Burrows was one of the leaders involved in securing federal funding for public radio through the Public Broadcasting Act of 1967. Current.org has more on the interesting history of how radio was included in that legislation.
Below is the obituary from the family.
E.G. Burrows (“Ed”), one-time resident of Ann Arbor, Michigan and familiar voice of Michigan Radio, passed away Sunday evening, November 20, in Edmonds, Washington, where he resided for many, many years. Ed is survived by his wife of 39 years, Beth Elpern Burrows, by three sons from an earlier marriage (David John, Daniel William, and Edwin Gwynne) and by five grandchildren (Matthew Grant, Katherine Tracy, Margaret Elizabeth, Steven David, and Dylan Mitchell).

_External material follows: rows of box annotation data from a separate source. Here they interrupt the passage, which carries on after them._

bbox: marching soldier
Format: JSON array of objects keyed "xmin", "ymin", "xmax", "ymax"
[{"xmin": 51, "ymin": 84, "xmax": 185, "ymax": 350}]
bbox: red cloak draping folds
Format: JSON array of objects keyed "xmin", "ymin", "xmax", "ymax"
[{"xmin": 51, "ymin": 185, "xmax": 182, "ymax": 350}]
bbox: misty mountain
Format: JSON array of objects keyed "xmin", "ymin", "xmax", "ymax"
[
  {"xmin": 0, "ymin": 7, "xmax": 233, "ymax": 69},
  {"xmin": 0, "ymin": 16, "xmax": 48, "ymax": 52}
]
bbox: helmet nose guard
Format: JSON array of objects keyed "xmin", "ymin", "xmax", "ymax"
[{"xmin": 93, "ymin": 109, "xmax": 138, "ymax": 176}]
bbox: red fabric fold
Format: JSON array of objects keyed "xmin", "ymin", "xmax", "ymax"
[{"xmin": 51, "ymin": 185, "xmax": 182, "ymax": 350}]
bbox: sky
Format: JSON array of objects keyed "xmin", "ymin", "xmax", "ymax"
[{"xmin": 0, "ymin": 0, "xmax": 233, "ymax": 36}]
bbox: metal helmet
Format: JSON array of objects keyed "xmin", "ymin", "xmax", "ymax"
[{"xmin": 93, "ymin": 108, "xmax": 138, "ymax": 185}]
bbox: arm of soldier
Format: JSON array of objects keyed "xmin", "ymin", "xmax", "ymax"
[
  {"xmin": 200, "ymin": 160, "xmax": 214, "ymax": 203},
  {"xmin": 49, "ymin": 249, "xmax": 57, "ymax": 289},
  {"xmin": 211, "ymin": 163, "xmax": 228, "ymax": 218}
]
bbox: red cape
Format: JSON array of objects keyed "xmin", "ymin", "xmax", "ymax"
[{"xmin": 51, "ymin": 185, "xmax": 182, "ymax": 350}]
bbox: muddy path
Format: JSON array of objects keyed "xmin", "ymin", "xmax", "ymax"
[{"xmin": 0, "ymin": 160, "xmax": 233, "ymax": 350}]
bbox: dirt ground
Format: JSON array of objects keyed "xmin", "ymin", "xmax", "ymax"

Born in Dallas, Texas in 1917, Ed attended Yale (B.A.) and the University of Michigan (M.A.). Class poet at Yale and Hopwood Award winner at Michigan, Ed will be most familiar to listeners of public radio as the voice of books by radio. He managed Radio Stations WUOM and WVGR, from 1948-1970, helped charter the radio division National Educational Radio (of National Educational Radio Broadcasters), was chairman and member of the board of network advisors for National Association of Educational Broadcasters, and was one of the movers responsible for the inclusion of public radio in the Public Broadcasting Act of 1967. Over the years, he held many other positions in public broadcasting, including a stint as director of the National Center for Audio Experimentation at the University of Wisconsin in Madison. His radio programs won many awards. He retired in 1982.
Ed was a prolific and well-published poet. His first book, The Arctic Tern and Other poems (1957) was a finalist for the National Book Award. It was followed by several other books, chapbooks, plays, interviews, and individual publications in hundreds of poetry journals. He was also an avid birdwatcher.
Ed asked that there be no ceremonies in connection with his death. If people wished to remember him, he suggested that they support their local poets.